Anfang des Jahres 2003 wurde in der Kleinstadt B ein Reifen eines Döner-Imbisses in Brand gesetzt. Das Feuer loderte bis zur Außenwand, konnte aber durch die Polizei gelöscht werden, bevor die Flammen ins Wageninnere vordrangen. Mitte des Jahres wurde dann mit einer Plastiktüte unter dem Wagen gezündelt. Im Winter schließlich wurde vor dem Imbiss Feuer gelegt. Der Kunstrasen verbrannte und die Flammen griffen ins Wageninnere über. Es entstand ein Sachschaden von über 3.000 Euro. Die Teilkaskoversicherung kam nur für die festen Wageneinbauten auf.
Bei allen drei Anschlägen handelte es sich um den gleichen Imbiss, den einzigen Döner-Imbisswagen in B. Dieser steht frei und leicht zugänglich zwischen einem Einkaufszentrum und einer Wohnsiedlung und wird von Herrn C. seit zwei Jahren betrieben. Herr C. kam 1994 als kurdischer Flüchtling aus der Türkei nach Deutschland.
Nach der ersten Brandstiftung wurde die Polizeipräsenz vor Ort verstärkt. Herr C. bemühte sich gleichzeitig erfolgreich um einen anderen Stellplatz. Doch auch hier gingen die Angriffe weiter. Nach dem zweiten Anschlag konnten zwei junge Männer ermittelt werden. Die Täter waren unter anderem dadurch aufgefallen, dass sie sich in ihrer rechten Clique der Tat gerühmt und eine Wiederholung angekündigt hatten. Wer den dritten Anschlag zu verantworten hat, konnte bislang nicht festgestellt werden.
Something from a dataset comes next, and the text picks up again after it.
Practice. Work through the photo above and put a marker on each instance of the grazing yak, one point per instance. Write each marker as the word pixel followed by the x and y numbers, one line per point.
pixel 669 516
Zusätzlich zu den Brandanschlägen weitere Sachbeschädigungen
Nach den Verhaftungen wurde Herr C. vermehrt von Jugendlichen und Passanten als Ausländer beschimpft. Die Polizei, bei der Herr C. die Vorfälle anzeigte, sah keine Möglichkeit, einzugreifen. Immer wieder gab es im Laufe des Jahres Sachbeschädigungen an seinem Wagen. So wurde in einer Nacht die Plastikverkleidung des Imbissvorbaus beschädigt und die Rückleuchten des Wagens entwendet. Es gab mehrere Einbrüche, bei denen nichts gestohlen, sondern Teile der Einrichtung zerstört wurden. Im Dezember wurde Herr C. schließlich sogar von einem Auto mit »Glatzen« bis nach Hause verfolgt. Herr C. zeigte auch diesen Vorfall bei der Kriminalpolizei an und nannte das Kfz-Kennzeichen. Doch wieder teilte ihm die Polizei mit, sie könne nichts unternehmen, da die Bedrohung nicht nachweisbar sei. Herr C. fühlte sich in dieser Zeit mit seinen alltäglichen Erfahrungen von rassistischer Beschimpfung und Bedrohung allein gelassen und von der Polizei wenig unterstützt.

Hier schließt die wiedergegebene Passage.